De même à l’audience du conseil du 11-7-1630 :
« ...Nicolas Lescaillier aiant gouverné le cheval
d'osierre et Jean de Reusme le pareil. Accordé à chacun... XL s. »[24].
Le conseil du 26-6-1631, signale :
« …Nicolas Lescaillier requiert qu'il pleu à
Messieurs racoustrer son cheval d'osier pour la procession de Binch…»[25].
Le conseil du 13-7 1634, indique :
« …Nicolas Lescaillier et Jean de Reusme
requierent qu'il pleut à Messieurs leur donner quelque honeste récompense pour
leur travail à la procession. Accordé à chacun..XL.s. »[26]
DENIS
LEDOUX 1673-1674
Le
conseil du 3-8-1673, expose :
« …Denis
Ledoulx demande ordonnance d'un patagon pour avoir conduit le cheval d'ozières
pendant la carmesse dernière.

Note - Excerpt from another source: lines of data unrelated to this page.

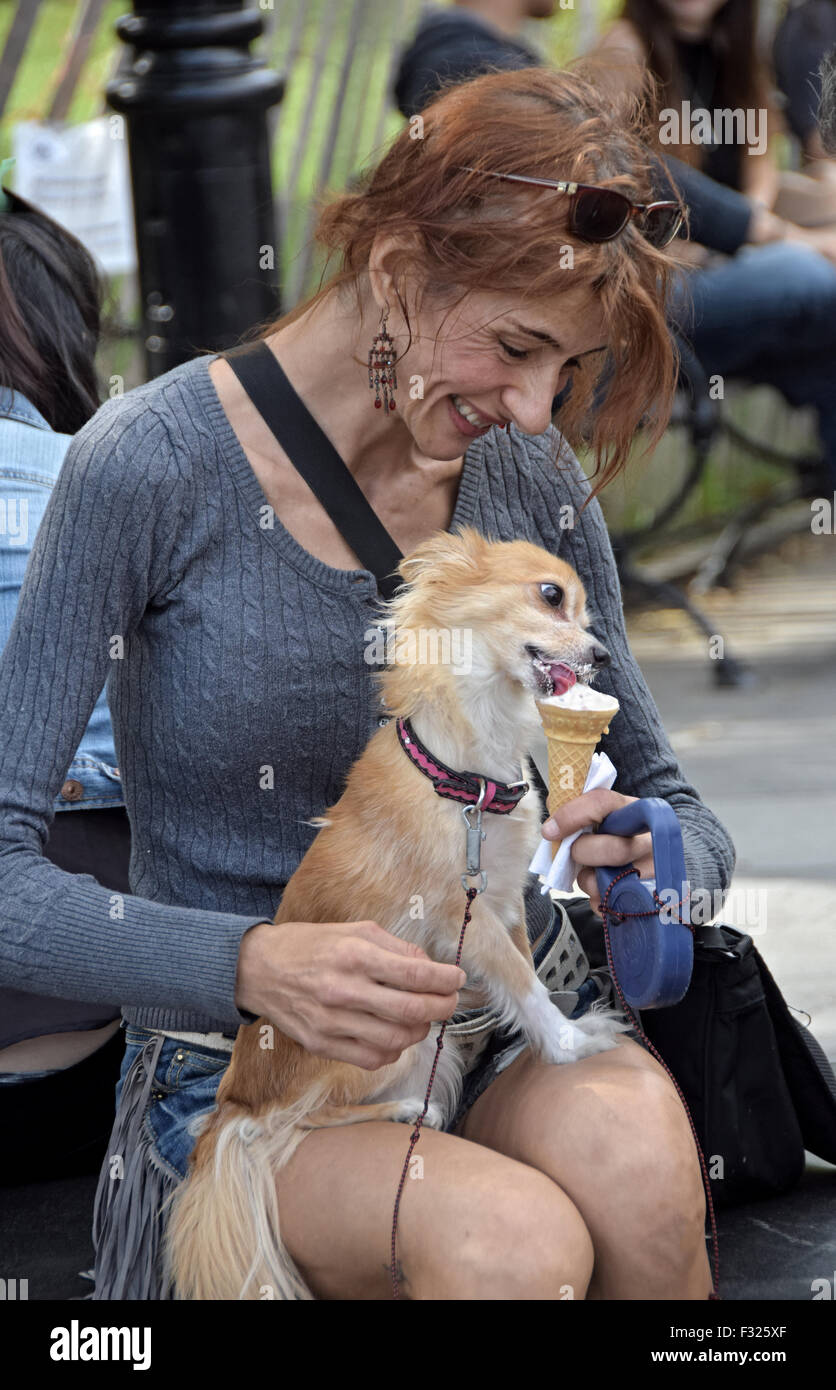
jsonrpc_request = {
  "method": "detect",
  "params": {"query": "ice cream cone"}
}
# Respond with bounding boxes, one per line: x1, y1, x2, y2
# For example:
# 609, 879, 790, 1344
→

Fiat ordonnance. »
On retrouve le même texte au conseil du 8 novembre1674[27].
JOSEPH
SAUVENIERE 1738-1765
Le conseil du Magistrat du 26-6-1783, Joseph Sauvenière
demande «…de porter le cheval d'ozière à cause que celuy qui le portoit
n'est plus propre ny en état.
Conclud de luy accorder en gage ordinaire et d'en faire
un neuf… »[28].
Il s'en sert et le fait réparer en 1765 (voir supra).
NICOLAS
COLIN 1783
L ‘audience du conseil du 5-5-1783, révèle que le
titulaire est décédé :
« ...Se représente que Charles Varlette demande la
place du cheval d'osier vacante par la mort de N. Colin »[29].
CHARLES
BOURGEOIS 1783
Au conseil du 12-6-1783, Nicolas Colin est remplacé :
« ...Charles Bourgeois se présente à ce bureau
pour avoir la permission d'exercer la place du cheval d'osier.
Conclu
de la lui accorder parmi la rétribution ordinaire. »[30].
Cette
joyeuse coutume, qui dura plusieurs siècles, prit fin avec la tourmente
révolutionnaire.
Chin-Chin lors de la ducasse de Mons
[1] A.V.B.00.01.00.32. Massarderie. Comptes années
1597-1598.
[3] R.MEURANT, Diables, hommes sauvages et chevaux jupons à la ducasse
d'Ath, citant le témoignage d'un contemporain du 19e siècle.
[4] A.S.A.B.T, t.7,
1940, p. 60.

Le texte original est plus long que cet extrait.